Tag Release Workflow

  • Tag pushes matching v* run .github/workflows/release.yml.
  • The release workflow validates the code with the same OS matrix used by CI and also builds a native ReleaseSafe binary on each matrix host.
  • It then cross-builds release assets for the six supported targets on Ubuntu.
  • Release metadata is checked against scripts/npm/metadata.mjs before publishing GitHub release assets or npm packages.
  • Release notes are generated from git tags and commit history.
  • GitHub releases are published automatically from the tag pipeline.

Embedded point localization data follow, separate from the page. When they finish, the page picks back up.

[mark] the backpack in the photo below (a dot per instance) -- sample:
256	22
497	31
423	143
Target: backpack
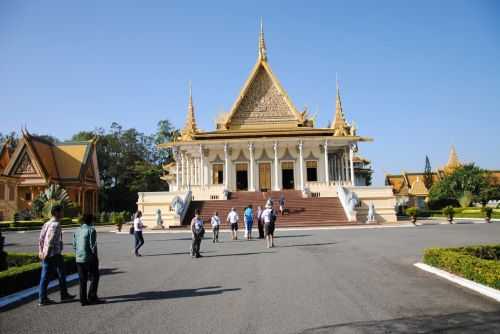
273	217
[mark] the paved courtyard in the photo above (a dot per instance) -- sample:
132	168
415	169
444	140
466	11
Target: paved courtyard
321	281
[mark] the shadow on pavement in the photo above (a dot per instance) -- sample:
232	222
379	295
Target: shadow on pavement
236	254
170	294
466	322
308	245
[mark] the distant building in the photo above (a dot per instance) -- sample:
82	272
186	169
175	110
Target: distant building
409	187
37	163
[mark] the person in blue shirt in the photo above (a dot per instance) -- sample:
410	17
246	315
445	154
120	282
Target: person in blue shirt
248	217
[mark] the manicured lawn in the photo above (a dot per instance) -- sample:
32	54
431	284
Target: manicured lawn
480	263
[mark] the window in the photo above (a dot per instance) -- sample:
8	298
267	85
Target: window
12	193
218	174
312	170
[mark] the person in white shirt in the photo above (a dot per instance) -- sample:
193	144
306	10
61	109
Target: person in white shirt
233	218
138	227
269	218
215	221
197	231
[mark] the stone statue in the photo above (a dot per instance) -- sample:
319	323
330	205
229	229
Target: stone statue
159	221
178	205
371	214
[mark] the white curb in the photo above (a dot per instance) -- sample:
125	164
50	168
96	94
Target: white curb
15	297
479	288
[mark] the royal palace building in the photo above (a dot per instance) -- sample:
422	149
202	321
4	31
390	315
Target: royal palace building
264	145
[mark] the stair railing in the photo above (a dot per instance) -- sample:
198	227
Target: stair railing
349	200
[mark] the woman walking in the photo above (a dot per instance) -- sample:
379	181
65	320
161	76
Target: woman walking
269	217
248	217
138	227
260	224
197	231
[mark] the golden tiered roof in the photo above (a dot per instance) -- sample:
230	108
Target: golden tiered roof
36	157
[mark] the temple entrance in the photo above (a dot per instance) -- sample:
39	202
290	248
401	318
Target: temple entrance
241	176
265	176
287	175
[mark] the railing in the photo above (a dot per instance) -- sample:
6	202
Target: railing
349	202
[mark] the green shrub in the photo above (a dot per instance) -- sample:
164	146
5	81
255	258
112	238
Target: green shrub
26	276
465	199
104	218
477	263
487	212
448	211
412	212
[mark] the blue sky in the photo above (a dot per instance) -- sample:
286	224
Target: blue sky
417	76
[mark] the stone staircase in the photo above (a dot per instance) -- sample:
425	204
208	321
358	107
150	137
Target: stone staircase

  • Stable tags create normal GitHub releases.
  • Prerelease tags such as v1.2.4-rc.1, v1.2.4-beta.1, and v1.2.4-alpha.1 create GitHub releases marked as prereleases, not drafts.

npm Publish Rules

  • npm publishing is handled by the publish-npm job in .github/workflows/release.yml.
  • npm publishing uses Trusted Publishing from GitHub Actions, so the publish job must run on a GitHub-hosted runner with id-token: write.

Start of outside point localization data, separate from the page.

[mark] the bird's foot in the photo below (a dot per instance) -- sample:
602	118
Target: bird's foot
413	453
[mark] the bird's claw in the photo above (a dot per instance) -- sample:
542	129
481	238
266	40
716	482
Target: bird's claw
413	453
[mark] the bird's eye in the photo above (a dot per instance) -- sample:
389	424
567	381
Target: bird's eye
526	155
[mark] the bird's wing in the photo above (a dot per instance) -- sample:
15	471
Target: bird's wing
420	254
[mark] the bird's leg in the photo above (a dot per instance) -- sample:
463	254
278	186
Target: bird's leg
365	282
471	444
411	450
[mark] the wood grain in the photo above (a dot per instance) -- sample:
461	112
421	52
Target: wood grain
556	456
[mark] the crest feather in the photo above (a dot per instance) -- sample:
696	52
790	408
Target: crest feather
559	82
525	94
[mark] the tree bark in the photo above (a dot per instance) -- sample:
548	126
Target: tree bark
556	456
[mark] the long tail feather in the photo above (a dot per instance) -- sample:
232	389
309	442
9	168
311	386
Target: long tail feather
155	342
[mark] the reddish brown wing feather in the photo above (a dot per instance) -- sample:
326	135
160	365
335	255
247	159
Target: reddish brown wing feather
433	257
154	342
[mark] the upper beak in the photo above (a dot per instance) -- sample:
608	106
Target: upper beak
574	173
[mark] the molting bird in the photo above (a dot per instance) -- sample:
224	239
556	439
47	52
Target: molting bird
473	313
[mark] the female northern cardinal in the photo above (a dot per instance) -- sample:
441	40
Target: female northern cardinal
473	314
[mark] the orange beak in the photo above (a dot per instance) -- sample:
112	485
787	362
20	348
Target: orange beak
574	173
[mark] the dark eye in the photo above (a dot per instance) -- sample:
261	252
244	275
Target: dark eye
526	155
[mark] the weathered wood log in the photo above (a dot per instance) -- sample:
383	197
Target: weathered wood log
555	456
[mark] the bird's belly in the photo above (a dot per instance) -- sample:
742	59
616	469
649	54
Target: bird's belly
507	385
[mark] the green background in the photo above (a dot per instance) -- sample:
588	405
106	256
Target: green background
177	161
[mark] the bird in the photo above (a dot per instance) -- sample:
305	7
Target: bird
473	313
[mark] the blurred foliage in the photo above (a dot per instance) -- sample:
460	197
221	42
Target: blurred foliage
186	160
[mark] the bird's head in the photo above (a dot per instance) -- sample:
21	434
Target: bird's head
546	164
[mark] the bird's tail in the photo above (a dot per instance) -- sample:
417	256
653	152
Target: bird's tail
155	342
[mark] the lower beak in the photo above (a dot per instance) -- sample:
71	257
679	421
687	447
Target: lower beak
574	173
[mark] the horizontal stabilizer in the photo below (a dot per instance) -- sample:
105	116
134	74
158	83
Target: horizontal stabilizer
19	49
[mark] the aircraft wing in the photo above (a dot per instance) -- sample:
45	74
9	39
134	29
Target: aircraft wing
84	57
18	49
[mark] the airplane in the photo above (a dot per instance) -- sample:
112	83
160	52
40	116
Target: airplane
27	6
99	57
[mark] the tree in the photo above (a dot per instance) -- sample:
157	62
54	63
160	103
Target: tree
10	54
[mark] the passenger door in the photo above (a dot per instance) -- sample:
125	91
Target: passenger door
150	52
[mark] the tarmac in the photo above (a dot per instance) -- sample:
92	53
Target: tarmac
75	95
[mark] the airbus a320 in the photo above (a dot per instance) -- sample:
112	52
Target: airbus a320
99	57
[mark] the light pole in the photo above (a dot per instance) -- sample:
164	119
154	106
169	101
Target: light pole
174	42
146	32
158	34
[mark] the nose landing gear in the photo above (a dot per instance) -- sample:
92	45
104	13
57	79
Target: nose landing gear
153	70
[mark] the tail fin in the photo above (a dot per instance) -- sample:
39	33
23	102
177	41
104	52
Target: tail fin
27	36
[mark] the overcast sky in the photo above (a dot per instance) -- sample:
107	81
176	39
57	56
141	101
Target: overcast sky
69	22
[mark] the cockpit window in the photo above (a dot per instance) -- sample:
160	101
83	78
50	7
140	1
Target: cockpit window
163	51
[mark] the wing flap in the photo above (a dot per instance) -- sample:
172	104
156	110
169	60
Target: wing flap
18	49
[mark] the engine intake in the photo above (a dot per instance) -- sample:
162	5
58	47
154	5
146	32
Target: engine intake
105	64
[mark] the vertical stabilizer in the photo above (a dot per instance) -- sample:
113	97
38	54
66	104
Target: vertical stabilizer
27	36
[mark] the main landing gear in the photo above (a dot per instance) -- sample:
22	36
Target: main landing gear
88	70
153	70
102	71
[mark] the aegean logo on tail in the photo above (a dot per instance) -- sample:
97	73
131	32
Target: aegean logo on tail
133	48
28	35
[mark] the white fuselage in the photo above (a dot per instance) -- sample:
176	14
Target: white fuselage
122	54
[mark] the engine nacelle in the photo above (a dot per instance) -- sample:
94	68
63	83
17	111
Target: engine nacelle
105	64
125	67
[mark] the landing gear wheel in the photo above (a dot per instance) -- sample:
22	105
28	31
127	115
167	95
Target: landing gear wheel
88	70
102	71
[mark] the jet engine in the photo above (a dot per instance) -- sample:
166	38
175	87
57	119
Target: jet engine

  • .github/workflows/release.yml uses actions/setup-node@v6 with Node 24 for the npm packaging and publish steps so the bundled npm CLI supports Trusted Publishing.
  • The setup-node steps in .github/workflows/release.yml explicitly set package-manager-cache: false to avoid future automatic npm cache behavior changes in the release pipeline.
  • npm provenance validation requires the package repository.url metadata to match the GitHub repository URL exactly: https://github.com/Loongphy/codex-auth
  • scripts/npm/stage-packages.mjs stages the root package plus all platform packages from downloaded release artifacts.
  • The npm publish job packs the staged root package and Linux x64 package, installs both into a smoke project, and runs codex-auth --version before publishing.
  • Stable tags such as v1.2.3 publish to npm dist-tag latest.
  • Prerelease tags such as v1.2.4-rc.1, v1.2.4-beta.1, and v1.2.4-alpha.1 publish to npm dist-tag next.